Elected in 2008 to the National Academy of Sciences(http://www.pnas.org/content/106/27/10881.extract)
, Lippincott-Schwartz has applied the super-resolution imaging approaches she pioneered to make a succession of landmark discoveries across the field of cell physiology that are forcing a reassessment of many basic features of cellular processes. These include views on how compartments of the endomembrane system - such as the Golgi apparatus, nuclear envelope, peroxisomes, and autophagosomes - arise, as well as how they are maintained and operate.
Lippincott-Schwartz is the twelfth speaker in the annual lecture series honoring Nobel Laureate and former NIEHS Scientific Director Martin Rodbell, Ph.D.(http://www.niehs.nih.gov/about/highlights/nobel.cfm) The first Rodbell Lecture featured Rodbell himself shortly before his death in 1998.

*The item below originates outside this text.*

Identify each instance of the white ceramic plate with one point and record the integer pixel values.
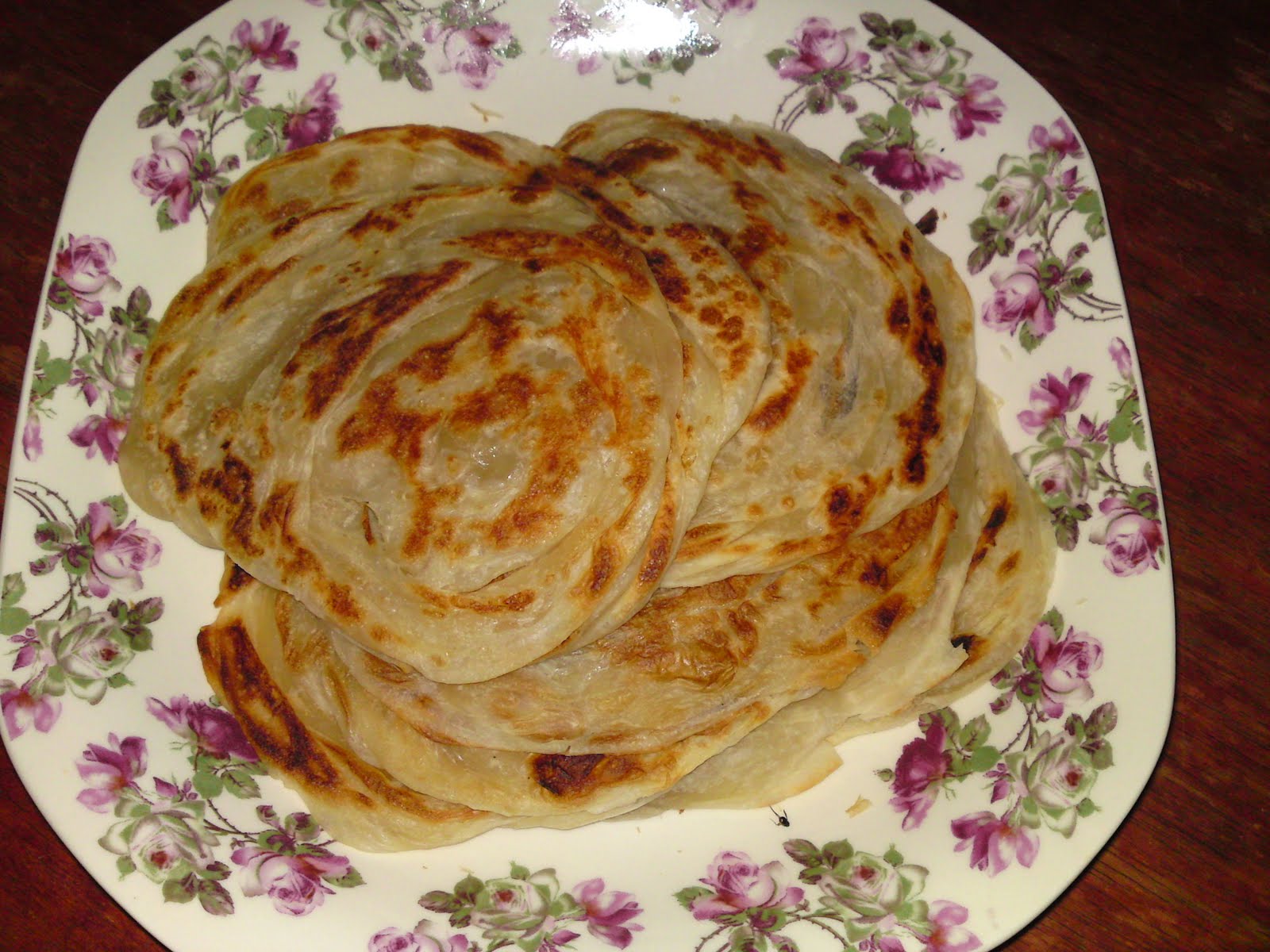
(950, 835)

Advancing the technique of super-resolution imaging
Lippincott-Schwartz's research has vastly expanded our understanding of the cell under healthy and diseased conditions by devising and applying innovative techniques to label, image, quantify, and model specific protein populations in living cells with green fluorescent protein (GFP) and track their fate over time. Her group is responsible for technical breakthroughs ranging from the introduction of confocal fluorescence recovery after photobleaching (FRAP) to the creation of a photoactivatable form of GFP that is invisible until activated by UV light, allowing unprecedented precision in quantifying and tracking protein populations.
The Lippincott-Schwartz lab(http://lippincottschwartzlab.nichd.nih.gov/research.html)

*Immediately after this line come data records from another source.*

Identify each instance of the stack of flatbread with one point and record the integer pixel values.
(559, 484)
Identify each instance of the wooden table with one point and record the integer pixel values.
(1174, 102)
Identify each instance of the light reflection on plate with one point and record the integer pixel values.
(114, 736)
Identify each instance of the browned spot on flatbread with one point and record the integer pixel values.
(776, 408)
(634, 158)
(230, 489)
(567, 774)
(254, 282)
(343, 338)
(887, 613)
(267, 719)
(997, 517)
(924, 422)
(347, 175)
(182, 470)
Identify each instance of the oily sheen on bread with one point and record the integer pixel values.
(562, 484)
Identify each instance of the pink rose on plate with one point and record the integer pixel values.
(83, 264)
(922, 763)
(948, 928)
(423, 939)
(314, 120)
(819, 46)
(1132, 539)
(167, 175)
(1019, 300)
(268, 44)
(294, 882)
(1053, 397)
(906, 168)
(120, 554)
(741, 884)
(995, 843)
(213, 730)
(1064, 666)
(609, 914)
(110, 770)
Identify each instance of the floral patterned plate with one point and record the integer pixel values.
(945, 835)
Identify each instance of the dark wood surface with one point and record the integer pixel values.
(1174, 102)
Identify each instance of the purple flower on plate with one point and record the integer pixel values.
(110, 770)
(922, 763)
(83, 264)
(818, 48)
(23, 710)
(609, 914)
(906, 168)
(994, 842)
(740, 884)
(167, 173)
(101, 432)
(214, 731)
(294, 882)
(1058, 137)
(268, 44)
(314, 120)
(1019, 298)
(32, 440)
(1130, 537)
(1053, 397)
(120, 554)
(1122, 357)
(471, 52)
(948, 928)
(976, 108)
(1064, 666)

also played a key role in developing the super-resolution imaging technique of photoactivated localization microscopy (PALM)(http://www.sciencemag.org/cgi/content/abstract/313/5793/1642)
, which overcomes the diffraction barrier in fluorescence microscopy. PALM enabled imaging of genetically-expressed fluorescent proteins on the nanoscale of individual molecules for the first time.